A little later Johnnie Green saddled Twinkleheels and followed his father and the bays to the field where the thrashing machine stood beside several stacks of oats.

Before Johnnie and Twinkleheels arrived on the scene a great clatter warned them that thrashing had already begun. Hurrying up, they found the bays toiling up the endless path that slid always downward beneath them.

The bays were a glum appearing pair. Twinkleheels tried to speak to them, but the thrashing machine made such a racket that they couldn't hear him whinny; and he couldn't catch their eyes. They wouldn't look at him.

A stream of oats was pouring out of the grain spout. Johnnie Green dismounted. Picking up a handful of the newly thrashed oats, he fed Twinkleheels.

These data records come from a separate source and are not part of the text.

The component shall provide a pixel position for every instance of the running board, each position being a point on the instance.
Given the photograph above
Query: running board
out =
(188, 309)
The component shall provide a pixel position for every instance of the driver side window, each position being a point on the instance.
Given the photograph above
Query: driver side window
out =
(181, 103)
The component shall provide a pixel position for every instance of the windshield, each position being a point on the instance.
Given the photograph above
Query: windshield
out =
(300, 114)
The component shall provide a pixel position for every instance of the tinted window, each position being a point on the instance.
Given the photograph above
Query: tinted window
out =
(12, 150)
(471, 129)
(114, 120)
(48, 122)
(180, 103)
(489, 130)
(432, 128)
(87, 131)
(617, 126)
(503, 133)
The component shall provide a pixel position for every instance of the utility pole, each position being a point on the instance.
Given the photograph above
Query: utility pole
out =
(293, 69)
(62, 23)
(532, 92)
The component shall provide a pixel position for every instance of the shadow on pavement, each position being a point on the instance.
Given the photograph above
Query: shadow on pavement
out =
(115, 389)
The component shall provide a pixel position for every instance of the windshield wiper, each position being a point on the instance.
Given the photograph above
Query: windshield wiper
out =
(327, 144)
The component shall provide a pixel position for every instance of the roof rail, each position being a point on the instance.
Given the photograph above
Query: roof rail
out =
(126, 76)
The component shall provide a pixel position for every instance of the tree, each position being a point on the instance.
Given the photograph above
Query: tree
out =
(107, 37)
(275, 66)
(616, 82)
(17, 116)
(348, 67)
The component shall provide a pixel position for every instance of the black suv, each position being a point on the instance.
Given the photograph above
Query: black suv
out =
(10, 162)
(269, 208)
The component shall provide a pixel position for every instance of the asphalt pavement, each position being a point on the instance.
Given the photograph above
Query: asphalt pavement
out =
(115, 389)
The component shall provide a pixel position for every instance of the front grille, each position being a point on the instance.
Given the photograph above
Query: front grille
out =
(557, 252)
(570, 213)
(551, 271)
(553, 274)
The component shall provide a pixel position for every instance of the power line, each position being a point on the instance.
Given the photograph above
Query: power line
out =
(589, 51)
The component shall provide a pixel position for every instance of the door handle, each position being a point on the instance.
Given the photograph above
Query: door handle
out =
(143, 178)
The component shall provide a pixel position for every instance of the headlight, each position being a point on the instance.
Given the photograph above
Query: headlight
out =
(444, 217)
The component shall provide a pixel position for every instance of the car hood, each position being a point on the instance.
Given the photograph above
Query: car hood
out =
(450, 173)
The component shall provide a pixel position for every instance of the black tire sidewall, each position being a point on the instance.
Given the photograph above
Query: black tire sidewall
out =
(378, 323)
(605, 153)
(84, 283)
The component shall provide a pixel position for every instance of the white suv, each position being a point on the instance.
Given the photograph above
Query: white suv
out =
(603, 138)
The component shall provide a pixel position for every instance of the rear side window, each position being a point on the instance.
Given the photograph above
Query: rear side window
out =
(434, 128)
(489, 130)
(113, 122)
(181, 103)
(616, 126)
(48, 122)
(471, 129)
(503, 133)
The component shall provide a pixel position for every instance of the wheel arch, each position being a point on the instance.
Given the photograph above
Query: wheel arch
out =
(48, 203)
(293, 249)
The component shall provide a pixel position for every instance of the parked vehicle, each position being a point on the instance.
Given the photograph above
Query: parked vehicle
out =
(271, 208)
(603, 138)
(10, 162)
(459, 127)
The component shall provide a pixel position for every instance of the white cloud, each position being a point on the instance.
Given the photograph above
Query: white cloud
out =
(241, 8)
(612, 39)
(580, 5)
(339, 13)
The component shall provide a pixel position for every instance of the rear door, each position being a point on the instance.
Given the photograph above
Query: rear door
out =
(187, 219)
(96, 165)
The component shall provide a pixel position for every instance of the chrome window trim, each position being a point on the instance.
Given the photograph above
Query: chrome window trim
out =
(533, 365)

The bays looked at Twinkleheels then. They looked at him with envy.

"That pony has begun to eat up the new oats already," said one of the bays to his mate. "I hoped he'd have the decency to decline them when Johnnie Green offered him a taste."

"Not he!" groaned his mate. "That pony even hinted to Johnnie Green that he'd like some oats. I saw him hint, out of the corner of my eye."

"Ah!" cried the other bay. "Twinkleheels not only has a mealy nose. He's mealy-mouthed as well!"